Vladimir Parshikov, Chief of Russian Translation at the United Nations’ Geneva Office, recently visited Modern Languages & Cultures to deliver a presentation to staff and students on working as a translator for the United Nations. The presentation and the discussion that followed outlined the conditions of service for UN translators and provided helpful tips on the kinds of skills sought among suitable candidates, including advice on undertaking summer internships at one of the UN’s eight international offices.
Mr Parshivok – a lifelong Beatles fan – graduated from Moscow State Institute of International Relations in1978 and in 1979 completed the UN Language Training Course in Moscow, after which he was assigned to work as a junior translator at the United Nations Headquarters in New York. At the age of 25 he became the youngest senior translator in UN history.
UN translators and revisers are the cream of the crop in translation. If you decide to become a translator, why not aim for the top?

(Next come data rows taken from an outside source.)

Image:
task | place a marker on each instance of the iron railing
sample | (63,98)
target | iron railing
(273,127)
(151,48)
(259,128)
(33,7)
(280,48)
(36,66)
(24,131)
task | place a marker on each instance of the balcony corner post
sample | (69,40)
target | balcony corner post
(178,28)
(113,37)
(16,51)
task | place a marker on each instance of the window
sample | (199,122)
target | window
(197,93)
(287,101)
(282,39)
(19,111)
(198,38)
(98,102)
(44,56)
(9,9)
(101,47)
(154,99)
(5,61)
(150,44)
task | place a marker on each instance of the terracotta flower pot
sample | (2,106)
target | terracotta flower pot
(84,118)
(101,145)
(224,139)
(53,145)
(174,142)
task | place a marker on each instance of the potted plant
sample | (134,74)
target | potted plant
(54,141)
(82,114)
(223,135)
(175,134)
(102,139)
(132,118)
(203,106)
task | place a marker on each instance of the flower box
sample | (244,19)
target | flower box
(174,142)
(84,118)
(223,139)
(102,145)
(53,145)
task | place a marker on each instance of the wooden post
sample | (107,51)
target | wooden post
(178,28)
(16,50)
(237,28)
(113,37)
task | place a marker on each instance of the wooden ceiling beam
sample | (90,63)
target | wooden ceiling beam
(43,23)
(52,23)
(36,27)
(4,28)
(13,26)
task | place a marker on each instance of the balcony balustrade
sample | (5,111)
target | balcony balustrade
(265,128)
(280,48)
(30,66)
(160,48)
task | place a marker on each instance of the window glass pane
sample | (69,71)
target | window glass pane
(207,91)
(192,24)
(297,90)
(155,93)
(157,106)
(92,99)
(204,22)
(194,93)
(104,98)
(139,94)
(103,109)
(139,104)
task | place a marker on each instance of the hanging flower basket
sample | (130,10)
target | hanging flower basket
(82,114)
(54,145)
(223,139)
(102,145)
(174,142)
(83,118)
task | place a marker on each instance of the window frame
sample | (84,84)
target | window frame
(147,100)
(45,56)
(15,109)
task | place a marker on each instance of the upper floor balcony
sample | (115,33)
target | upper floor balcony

Speaking about the rewards of his, Mr Parshikov noted that a career at the United Nations is a constant challenge in itself. He argued that the key to success is continuous training and self-education, and there are lots of possibilities for this offered by the UN. In terms of advice to potential translators, Mr Parshikov urged aspiring linguists never to feel that they already know everything but instead they should always try to learn something new. This, he argued, would lead to rewards – both psychological and material. Conditions of service for international staff at the UN are at least comparable, and in most cases are superior, to any of the best-paid civil services in the world.
Mr Parshikov’s PowerPoint presentation on translating for the United Nations has been made available to staff and students at the University of Liverpool; it is available through the School’s Academic Lead for Outreach, Dr Şizen Yiacoup.